So, I was at the annual conclave meeting of the Super Mega Awesome Fantastic Team of Justice, Inc. the other day and I had a run in. What that really means is that I was out having a boys weekend with David Nathaniel and The Pharaoh and I had a run-in. A run-in with an 11-ish-year-old kid. And he got me thinking about what the fuck is wrong with me?
So the kid and two of his friends are carrying three kayaks, which would not normally be a difficult thing to do except that they were pretty little and kayaks can sometimes be heavy. So they had this setup kicking that the 11-year-old was in the middle trying to carry the back of one and the front of two kayaks at the same time. Friend one was at the front carrying one and friend two was at the back carrying one, if you can follow that logic. Anyway they were laboring because in truth that is a difficult setup, and David Nathaniel and I noticed this as they worked their way down a small hill and across the campground to the beach. Well, I should say that he noticed and told me. So he looked at me and said "Should we?" I responded that we should so we got up, hitched up our pants, and sauntered over. One of us, I can't remember which, shouted "Would you guys like some help? We will help you carry them down to the beach." To which the little 11-year-old snotball replied "No."

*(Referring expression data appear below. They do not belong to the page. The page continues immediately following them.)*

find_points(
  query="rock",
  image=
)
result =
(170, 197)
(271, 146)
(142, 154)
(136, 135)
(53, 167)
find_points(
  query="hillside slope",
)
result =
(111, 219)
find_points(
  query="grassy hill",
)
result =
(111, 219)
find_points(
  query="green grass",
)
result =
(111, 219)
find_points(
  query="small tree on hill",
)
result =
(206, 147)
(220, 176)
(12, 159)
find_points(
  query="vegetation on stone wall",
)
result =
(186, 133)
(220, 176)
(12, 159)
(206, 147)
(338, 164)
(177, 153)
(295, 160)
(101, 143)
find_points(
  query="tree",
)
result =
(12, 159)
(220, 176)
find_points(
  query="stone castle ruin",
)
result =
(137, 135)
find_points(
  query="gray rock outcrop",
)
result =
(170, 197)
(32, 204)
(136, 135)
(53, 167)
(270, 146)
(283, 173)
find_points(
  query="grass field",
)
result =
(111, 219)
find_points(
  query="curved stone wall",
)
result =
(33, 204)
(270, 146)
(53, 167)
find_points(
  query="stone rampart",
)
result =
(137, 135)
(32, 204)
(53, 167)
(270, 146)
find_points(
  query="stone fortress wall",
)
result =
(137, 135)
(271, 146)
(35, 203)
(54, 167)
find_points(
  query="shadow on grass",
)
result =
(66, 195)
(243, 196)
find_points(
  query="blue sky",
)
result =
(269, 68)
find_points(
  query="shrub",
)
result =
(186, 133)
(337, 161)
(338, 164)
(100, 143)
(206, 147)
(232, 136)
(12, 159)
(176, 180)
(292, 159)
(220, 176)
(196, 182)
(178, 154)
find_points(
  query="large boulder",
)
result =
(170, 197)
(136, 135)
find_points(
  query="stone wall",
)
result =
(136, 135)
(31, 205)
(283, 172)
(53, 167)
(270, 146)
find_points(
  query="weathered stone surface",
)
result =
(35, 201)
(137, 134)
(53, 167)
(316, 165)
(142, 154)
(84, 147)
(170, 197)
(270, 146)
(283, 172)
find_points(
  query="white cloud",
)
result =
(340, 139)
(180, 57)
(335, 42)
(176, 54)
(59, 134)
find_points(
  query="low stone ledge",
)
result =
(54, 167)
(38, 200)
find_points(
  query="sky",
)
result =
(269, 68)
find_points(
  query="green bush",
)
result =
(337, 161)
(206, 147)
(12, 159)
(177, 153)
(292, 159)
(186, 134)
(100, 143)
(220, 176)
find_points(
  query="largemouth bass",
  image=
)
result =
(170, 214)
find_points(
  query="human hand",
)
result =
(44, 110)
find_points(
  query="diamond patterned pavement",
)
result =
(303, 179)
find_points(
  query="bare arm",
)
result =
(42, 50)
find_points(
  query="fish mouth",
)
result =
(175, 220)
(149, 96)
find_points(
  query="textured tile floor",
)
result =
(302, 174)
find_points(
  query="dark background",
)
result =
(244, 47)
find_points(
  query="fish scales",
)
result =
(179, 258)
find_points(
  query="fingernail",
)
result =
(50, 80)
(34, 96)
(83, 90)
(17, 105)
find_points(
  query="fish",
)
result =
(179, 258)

Bold strategy Cotton, let's see how that works out for them. We sort of asked if he was sure and he repeatedly declined, so we did the grown up thing and beat the fuck out of him. No, that's a lie. I made that part up. We just said okay and walked away and continued to watch them struggle. We heard his little partners in crime asking him if he was nutso and sort of giving him the business, but he seemed to be set in his decision. Which is okay. And he must have had some sort of hushed, convincing argument for friends one and two because when they all decided to carry their own boats the rest of the way, and I offered them some advice they didn't want anything to do with it.
Now maybe it was because I haven't shaved in like six days, or maybe it was because I was wearing no pants (again, just kidding), or maybe even it was that they were well trained and didn't want to talk to strangers, but I think it had to do more with something that we like to call pride. Pride and gratitude.
Because when I was sitting there watching the aftermath of this little meeting and I was attempting to think about how stupid they were to decline our generous offer, after I stopped being a little angry over being rebuffed, I couldn't really peg them as being stupid because I would have done the exact same thing had the shoe been on the other foot. Or had the proverbial paddle been in the other hand if we want to continue with the kayaking theme. There is just something about having to ask for help from a stranger, who is obviously seeing you fail miserably, that most people just don't want to do. Ask any boy who might need directions but won't ask for them (you have to be old enough to have driven before GPS to understand that one). I would have continued to struggle on in that situation, just as the kid did, even if a couple of harmless looking goons were offering. And I would have done it out of pride.
Partially. I also would have done it because where I come from, and the way in which I was raised, I would have felt as if I had owed them something. Little Jeffy and I have always had a saying between us that goes as follows: "It all comes out in the wash." And it does, when you are good friends and you see one another all the damn time. But not when receiving help from an anonymous stranger. What am I going to do to repay my debt to them once they have helped me if I don't know them and never see them again. Or worse, what if I DO end up seeing them again and then I feel like an ass. I can't pay it forward because 1.) that just doesn't work for me and 2.) everyone I know feels the same way and wouldn't accept the help. So I am damned if I am helped and damned if I am not.
So I guess that in the end I sympathize with the kid, and I am not ever that irked that he rebuffed me anymore. I understand his thinking. Or at least I think I understand it. Or at least I have rationalized the hell out of it. So no harm, no foul. He made it to the water so all is well. He just looked like he could have used a little help.